Ainda impera o vale-tudo nos chamados empréstimos fáceis e rápidos, que não exigem comprovante de renda nem bens em garantia. Eles são sinônimos de juros extorsivos, beirando a agiotagem. E sempre surge uma nova esperteza, como vincular o empréstimo ao celular, que tem várias funções bloqueadas quando as prestações não são pagas. O celular é um bem essencial. Não pode ser bloqueado dessa forma, e as informações não são claras. Defendo que esse tipo de empréstimo seja regulado, a fim de evitar violações ao Código de Defesa do Consumidor e à privacidade.
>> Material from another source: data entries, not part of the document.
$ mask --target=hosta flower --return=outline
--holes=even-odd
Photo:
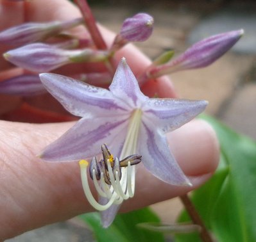
[[[151,66],[148,75],[155,78],[182,70],[205,67],[222,56],[243,36],[243,29],[222,33],[194,44],[183,53],[157,67]]]
[[[154,19],[148,13],[141,13],[124,20],[120,33],[117,35],[110,49],[115,51],[129,42],[143,42],[153,32]]]
[[[108,58],[104,51],[89,48],[68,50],[58,46],[33,43],[9,51],[3,56],[17,66],[37,72],[49,72],[70,63],[96,62]]]
[[[26,22],[0,32],[0,43],[24,45],[43,40],[83,23],[83,19],[48,22]]]
[[[38,75],[22,74],[0,82],[0,93],[30,96],[45,92]]]
[[[82,117],[46,147],[40,155],[42,159],[65,161],[92,157],[101,152],[99,147],[105,143],[113,154],[112,157],[109,153],[110,163],[114,157],[123,160],[130,155],[140,155],[144,166],[158,179],[172,184],[190,184],[170,152],[166,133],[203,111],[207,102],[145,96],[124,59],[117,67],[109,90],[57,74],[43,74],[40,77],[46,89],[69,112]],[[90,191],[83,177],[89,163],[82,160],[80,165],[88,197]],[[96,172],[97,166],[94,167]],[[116,175],[114,167],[108,167],[109,175]],[[134,167],[122,168],[122,178],[119,181],[112,179],[110,186],[101,183],[103,194],[98,193],[104,204],[91,204],[99,210],[110,207],[103,216],[105,226],[111,223],[117,210],[112,204],[119,204],[133,195]]]

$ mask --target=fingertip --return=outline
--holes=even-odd
[[[167,134],[175,158],[187,175],[212,173],[219,160],[219,145],[212,126],[194,120]]]

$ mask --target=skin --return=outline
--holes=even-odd
[[[0,16],[1,30],[24,20],[73,19],[80,16],[80,12],[71,3],[64,0],[26,3],[0,0]],[[102,27],[101,30],[110,44],[113,34]],[[81,28],[75,31],[86,35]],[[8,49],[6,47],[0,48],[1,52]],[[147,58],[130,45],[117,56],[117,60],[125,56],[137,75],[149,63]],[[0,67],[5,70],[0,73],[0,81],[22,72],[21,69],[10,71],[12,65],[1,57]],[[161,97],[176,96],[171,81],[166,77],[149,81],[142,90],[149,96],[155,92]],[[53,99],[47,98],[49,102],[45,102],[52,106]],[[8,104],[0,108],[2,113],[16,108],[21,102],[19,97],[1,99],[0,103]],[[45,96],[44,99],[46,100]],[[30,99],[30,102],[35,105],[40,102],[38,98]],[[77,163],[47,163],[36,156],[73,124],[0,121],[1,241],[93,211],[85,198]],[[157,179],[140,165],[135,197],[123,204],[121,211],[133,210],[185,194],[203,184],[216,170],[219,160],[218,143],[212,127],[204,121],[193,120],[168,134],[167,138],[170,149],[184,173],[191,178],[193,186],[171,186]]]

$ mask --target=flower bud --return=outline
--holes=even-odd
[[[4,57],[18,67],[37,72],[49,72],[69,62],[69,51],[43,43],[15,49]]]
[[[37,72],[47,72],[73,62],[105,60],[107,53],[90,49],[65,50],[56,45],[30,44],[4,54],[6,60],[18,67]]]
[[[153,31],[154,19],[147,13],[137,13],[126,19],[120,31],[120,35],[130,42],[146,40]]]
[[[182,70],[207,67],[228,51],[243,35],[243,29],[212,36],[201,40],[171,61],[155,67],[148,72],[150,77],[157,77]]]
[[[115,36],[110,50],[115,52],[129,42],[146,40],[153,31],[154,19],[147,13],[138,13],[126,19],[120,33]]]
[[[38,75],[24,74],[0,82],[0,93],[24,97],[46,92]]]
[[[27,22],[0,32],[0,43],[21,45],[42,40],[80,24],[83,21],[80,18],[65,22]]]

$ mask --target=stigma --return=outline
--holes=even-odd
[[[110,153],[107,145],[101,145],[103,158],[93,157],[90,162],[80,161],[83,191],[88,201],[96,209],[104,211],[112,204],[119,204],[134,195],[135,170],[132,166],[141,161],[141,156],[132,154],[119,160]],[[100,204],[93,197],[87,176],[87,168],[98,195],[107,198],[108,202]]]

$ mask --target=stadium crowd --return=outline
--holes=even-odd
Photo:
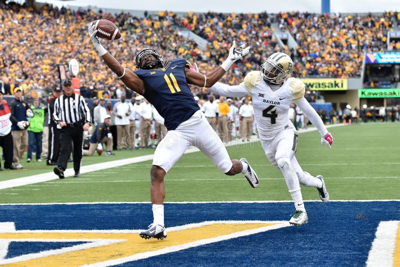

Isso é cobrança vexatória e coloca o consumidor em desvantagem, afirma meu colega de defesa do consumidor Arthur Rollo, ex-secretário nacional do Consumidor. Segundo ele, é uma forma de crédito irresponsável. "Se a pessoa não tiver renda, nem como dar garantia, o crédito deverá ser negado", observa. Concordo plenamente, porque a falta de renda e de garantias indica que, mais cedo ou mais tarde, haverá inadimplência temporária ou permanente.
O professor e advogado José Luiz Parra Pereira considera que "a prática é abusiva sim, e viola toda a principiologia da Lei do Superendividamento, especialmente o crédito responsável, haja vista a taxa de juros mencionada na reportagem". A taxa de juros a que se refere, mais de 800% ao ano, foi citada em matéria do jornal Fala Brasil, da TV Record.
Já outro colega, o jurista Luiz Antonio Rizzatto Nunes, discorda. Entende que o celular possa ser oferecido em garantia. "Esse consumidor que somente tem um aparelho celular para oferecê-lo em garantia para obter dinheiro emprestado, está literalmente abandonado pelo sistema bancário, e também, estatal. Aliás, está absurdamente abandonado pelos órgãos de proteção ao consumidor públicos e privados."
No já citado Fala Brasil, uma aposentada por invalidez contou que foi depositado um dinheiro não solicitado em sua conta-corrente, com parcelas cobradas como se tivesse contraído uma dívida. Na Justiça, a aposentada conseguiu anulação do contrato, desbloqueio do celular, exclusão do cadastro de maus pagadores e indenização por danos morais.
Mas, convenhamos, ter de recorrer à Justiça contra práticas reiteradas de desrespeito ao CDC e à privacidade é um transtorno para os consumidores, além de implicar custos. É urgente regular essas empresas, a fim de que haja normas legais e éticas que evitem a indução ao superendividamento, bem como o bloqueio abusivo do telefone celular.
Esse tema motivou matéria do UOL, justamente questionando a legalidade ou não do bloqueio de celular associado a dívida de empréstimo.
Continuo afirmando que, além da regulação das finanças populares, falta educação financeira para brasileiros e brasileiras, e, obviamente, crescimento econômico relevante e contínuo que gere empregos formais com melhores salários.